As another exercise it is also lots of fun to write the formula for $(f^n)^{(k)}= \dfrac{d^k (f^n)}{dx^k}$ (or indeed $\left(\left(\left(f^{n_1}\right)^{(k_1)}\right)^{n_2}\right)^{(k_2)}$).

Answer 2

Jumping off of the back of a comment from LutzLehmann I think I now understand it.
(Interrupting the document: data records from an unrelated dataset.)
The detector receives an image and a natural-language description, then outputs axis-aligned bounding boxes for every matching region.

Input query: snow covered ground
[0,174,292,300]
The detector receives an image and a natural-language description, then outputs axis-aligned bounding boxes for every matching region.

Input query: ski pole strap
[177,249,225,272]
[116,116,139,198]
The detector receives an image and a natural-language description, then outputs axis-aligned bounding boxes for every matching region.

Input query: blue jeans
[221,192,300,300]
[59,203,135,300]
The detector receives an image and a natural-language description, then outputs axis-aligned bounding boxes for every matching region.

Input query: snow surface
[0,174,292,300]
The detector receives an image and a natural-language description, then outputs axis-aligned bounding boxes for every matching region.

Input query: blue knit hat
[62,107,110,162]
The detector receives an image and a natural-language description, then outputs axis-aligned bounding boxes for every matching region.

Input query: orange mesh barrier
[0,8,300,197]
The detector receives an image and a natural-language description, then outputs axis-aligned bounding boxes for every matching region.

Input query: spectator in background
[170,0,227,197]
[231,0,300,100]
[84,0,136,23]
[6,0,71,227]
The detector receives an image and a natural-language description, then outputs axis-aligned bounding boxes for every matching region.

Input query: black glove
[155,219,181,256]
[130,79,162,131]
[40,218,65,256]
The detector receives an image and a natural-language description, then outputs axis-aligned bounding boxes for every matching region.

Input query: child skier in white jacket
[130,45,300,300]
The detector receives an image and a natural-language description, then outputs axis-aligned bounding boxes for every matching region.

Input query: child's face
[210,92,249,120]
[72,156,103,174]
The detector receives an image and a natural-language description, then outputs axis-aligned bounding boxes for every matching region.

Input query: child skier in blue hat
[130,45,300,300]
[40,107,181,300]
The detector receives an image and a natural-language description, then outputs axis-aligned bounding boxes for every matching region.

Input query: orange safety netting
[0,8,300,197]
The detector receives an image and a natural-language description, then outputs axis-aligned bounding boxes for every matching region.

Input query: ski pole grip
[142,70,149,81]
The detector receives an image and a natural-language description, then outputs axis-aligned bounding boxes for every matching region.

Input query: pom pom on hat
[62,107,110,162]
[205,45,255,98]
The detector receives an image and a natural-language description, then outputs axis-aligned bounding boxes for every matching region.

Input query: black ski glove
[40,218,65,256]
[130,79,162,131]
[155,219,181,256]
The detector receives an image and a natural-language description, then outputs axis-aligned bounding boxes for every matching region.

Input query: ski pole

First we take $$f^{(n)'}(x_0)=f'(f^{n-1}(x_0))f^{(n-1)'}(x_0),$$ and then define $f^{n-1}(x_0)=x_1$ for $$f^{(n)'}(x_0)=f'(x_1)f^{(n-1)'}(x_0).$$ Then we compute $$f^{(n-1)'}(x_0)=f'(f^{n-2}(x_0))f^{(n-2)'}(x_0),$$ and define $f^{n-2}(x_0)=x_2$. Inserting this into the expression for $f^{(n)'}(x_0)$ reads $$f^{(n)'}(x_0)=f'(x_1)f'(x_2)f^{(n-2)'}(x_0).$$ Continuing this process $n$ times yields $$f^{(n)'}(x_0)=f'(x_1)f'(x_2)f'(x_3)...f'(x_n)$$ which can be written as $$\prod^{n}_{i=1}f^{'}(x_i),$$ which is equivalent to $$\prod^{n-1}_{i=0}f^{'}(x_i).$$ Am I correct?